Probablemente, Nadezhda Filaretovna von Meck (1831 – 1834) fuera la más rica de los aquí enumerados. Y la más estrambótica. Su fortuna provenía de la herencia que le dejó su marido: media red ferroviaria de Rusia.

Cuando madame von Meck oyó la música de Piotr Ilich Tchaikovsky, creyó que se le iba la vida: le escribió una apasionada carta para decirle que a partir de ese momento ella se encargaría de su manutención para que viviera rodeado de lujos, con una condición: nunca verse personalmente. Así fue durante 13 años. Tchaikovsky escribía a su protectora cartas encendidas de pasión, le enviaba su música, Nadezhda le respondía cartas igualmente apasionadas, llamaba a sus músicos para que la interpretaran y subía al cielo.

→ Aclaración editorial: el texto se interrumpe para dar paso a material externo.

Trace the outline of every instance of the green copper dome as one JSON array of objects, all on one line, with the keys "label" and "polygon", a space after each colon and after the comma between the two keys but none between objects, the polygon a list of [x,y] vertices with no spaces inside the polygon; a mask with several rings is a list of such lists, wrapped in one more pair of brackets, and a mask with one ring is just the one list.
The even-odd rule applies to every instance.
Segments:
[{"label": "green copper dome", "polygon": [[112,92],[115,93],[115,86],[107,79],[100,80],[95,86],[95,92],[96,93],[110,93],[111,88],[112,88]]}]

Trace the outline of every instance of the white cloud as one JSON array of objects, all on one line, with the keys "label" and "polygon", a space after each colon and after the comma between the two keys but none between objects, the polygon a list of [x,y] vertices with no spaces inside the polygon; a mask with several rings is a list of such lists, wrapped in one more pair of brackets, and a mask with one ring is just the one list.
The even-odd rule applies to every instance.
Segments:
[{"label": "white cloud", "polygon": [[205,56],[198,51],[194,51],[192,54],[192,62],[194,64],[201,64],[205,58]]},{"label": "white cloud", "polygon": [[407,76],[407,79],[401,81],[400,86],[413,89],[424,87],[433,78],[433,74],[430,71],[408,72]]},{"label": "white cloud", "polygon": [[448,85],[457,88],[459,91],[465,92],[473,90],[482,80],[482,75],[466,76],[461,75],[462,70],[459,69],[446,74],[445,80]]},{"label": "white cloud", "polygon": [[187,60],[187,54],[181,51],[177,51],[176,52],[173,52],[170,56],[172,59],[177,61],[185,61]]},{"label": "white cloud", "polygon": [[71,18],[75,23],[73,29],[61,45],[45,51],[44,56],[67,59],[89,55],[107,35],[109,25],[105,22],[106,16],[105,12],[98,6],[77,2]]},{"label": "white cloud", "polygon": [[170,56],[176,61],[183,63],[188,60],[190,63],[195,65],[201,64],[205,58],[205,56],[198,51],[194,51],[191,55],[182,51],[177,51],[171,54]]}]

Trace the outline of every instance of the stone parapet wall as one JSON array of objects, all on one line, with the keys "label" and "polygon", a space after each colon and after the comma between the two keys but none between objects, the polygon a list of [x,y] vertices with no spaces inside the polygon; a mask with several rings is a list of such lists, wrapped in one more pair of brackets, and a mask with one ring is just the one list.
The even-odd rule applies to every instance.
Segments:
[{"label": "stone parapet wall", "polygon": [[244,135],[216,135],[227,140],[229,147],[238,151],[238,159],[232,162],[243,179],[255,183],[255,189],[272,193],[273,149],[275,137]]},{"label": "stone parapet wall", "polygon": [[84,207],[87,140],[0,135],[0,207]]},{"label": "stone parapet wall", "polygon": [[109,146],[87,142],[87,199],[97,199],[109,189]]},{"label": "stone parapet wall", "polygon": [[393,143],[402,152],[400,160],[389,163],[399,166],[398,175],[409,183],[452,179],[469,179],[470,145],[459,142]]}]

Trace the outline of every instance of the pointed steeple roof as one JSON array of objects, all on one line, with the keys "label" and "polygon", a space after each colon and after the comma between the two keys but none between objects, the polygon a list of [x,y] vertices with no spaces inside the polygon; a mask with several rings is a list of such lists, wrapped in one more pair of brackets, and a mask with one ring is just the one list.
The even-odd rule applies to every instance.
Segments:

No se sabe por qué se suspendió el mecenazgo. Algunos suponen que sus finanzas empezaron a flaquear, otros argumentan que se enteró de la homosexualidad del compositor. Lo que sí es que ella fue el pilar financiero y emocional que sostuvo al músico durante la época más compleja de su vida.

¿Será que, sin Madame von Meck, Tchaikovsky habría conseguido convertirse en el primero de los compositores de su país? Probablemente no. Porque Tchaikovsky, como muchos de sus colegas, era apenas esa pieza, fundamental, del complicado engranaje de la música.